The things that needed to be fixed to make the law work were unpopular moves like a higher penalty for failing to comply with the individual mandate -- moves for which Republicans would have paid a price at the ballot box. It takes some pretty brazen chutzpah to say that because Democrats passed an unworkable law to set up what Republicans think is a bad system, Republicans now have a moral obligation to get themselves unelected saving that system, while Democrats take credit for the parts people like.

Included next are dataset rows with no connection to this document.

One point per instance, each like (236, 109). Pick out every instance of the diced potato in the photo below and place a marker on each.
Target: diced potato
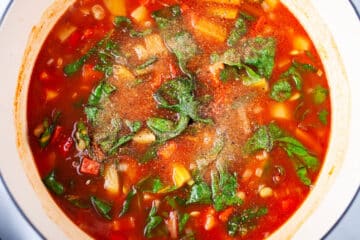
(140, 14)
(141, 52)
(116, 7)
(65, 31)
(223, 12)
(154, 44)
(269, 5)
(210, 29)
(122, 73)
(111, 179)
(301, 43)
(280, 110)
(230, 2)
(144, 137)
(180, 175)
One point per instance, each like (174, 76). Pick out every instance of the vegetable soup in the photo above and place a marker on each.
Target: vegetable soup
(170, 119)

Regardless of the morality of it, expecting people to actually behave this way is daft. Republicans predictably didn’t lean into the strike zone and help Democrats save the exchanges. If the exchanges are indeed collapsing, Republicans will be striving even harder to avoid being tarred with their failure. As will the Democrats who once hoped they would be running on Obamacare’s triumphs for years to come.
House Freedom Caucus wants Obamacare repeal now, Naw, let it flounder a little longer. IBD has a novel propose: Let's Make Health Insurance Legal Again. An idea so crazy it just might work!
For example, a new invention, "health status insurance," was already sprouting up in the marketplace. This allowed people to insure themselves against the costs of developing a medical condition that would render them otherwise "uninsurable." The ACA banned it.

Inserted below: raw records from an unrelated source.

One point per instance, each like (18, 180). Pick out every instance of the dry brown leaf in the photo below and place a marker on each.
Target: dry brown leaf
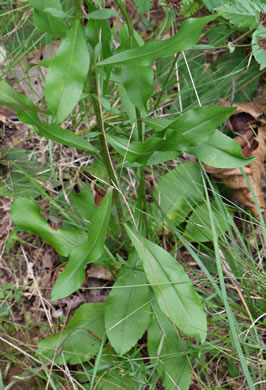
(246, 116)
(252, 146)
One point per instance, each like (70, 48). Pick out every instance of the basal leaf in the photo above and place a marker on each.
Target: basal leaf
(13, 100)
(104, 13)
(195, 126)
(185, 39)
(67, 73)
(84, 202)
(55, 132)
(179, 191)
(25, 214)
(163, 343)
(258, 46)
(48, 16)
(127, 311)
(89, 251)
(81, 338)
(172, 287)
(221, 151)
(137, 81)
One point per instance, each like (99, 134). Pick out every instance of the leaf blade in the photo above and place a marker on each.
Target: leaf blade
(67, 73)
(127, 315)
(73, 274)
(172, 287)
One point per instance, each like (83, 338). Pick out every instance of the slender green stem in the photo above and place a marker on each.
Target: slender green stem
(77, 9)
(96, 101)
(142, 184)
(126, 16)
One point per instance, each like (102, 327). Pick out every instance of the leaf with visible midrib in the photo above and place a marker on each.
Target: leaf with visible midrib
(73, 275)
(172, 287)
(67, 73)
(127, 312)
(185, 39)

This kind of ban stalled innovation that has been present in the insurance market since it first started. Insurance was developed in London in the 17th century, offering a way to spread the risks of unforeseen, unpredictable, highly costly events from an individual or business to the larger community. Insurers were able to design and actuarially calculate the price — based upon statistical risks — of an insurance policy to suit virtually any imaginable occurrence. The advent of the ACA, took many of these specialized policies off the table.

The ACA upended insurance companies as the designers of insurance plans. Instead, the government designed a "one-size-fits-all" plan. It uses a tax called the "individual mandate," which penalizes people for buying any other kind of health insurance not deemed "ACA-compliant." It eliminated the nascent "health status insurance" market by forcing all people to pay, through their premiums, for the coverage of people with costly pre-existing conditions.
The ObamaCare Repeal Will Derail The Republican Agenda Unless Congress Gets Smart. And what are the chances of that?  The AP tells the GOP they must decide what do do with the Health Law taxes. Obamacare, the disaster that keeps on giving.

Obamacare And Affordable Care Act Are The Same, But Americans Still Don't Know That. Well, no one ever got elected by overestimating the information level of the American public.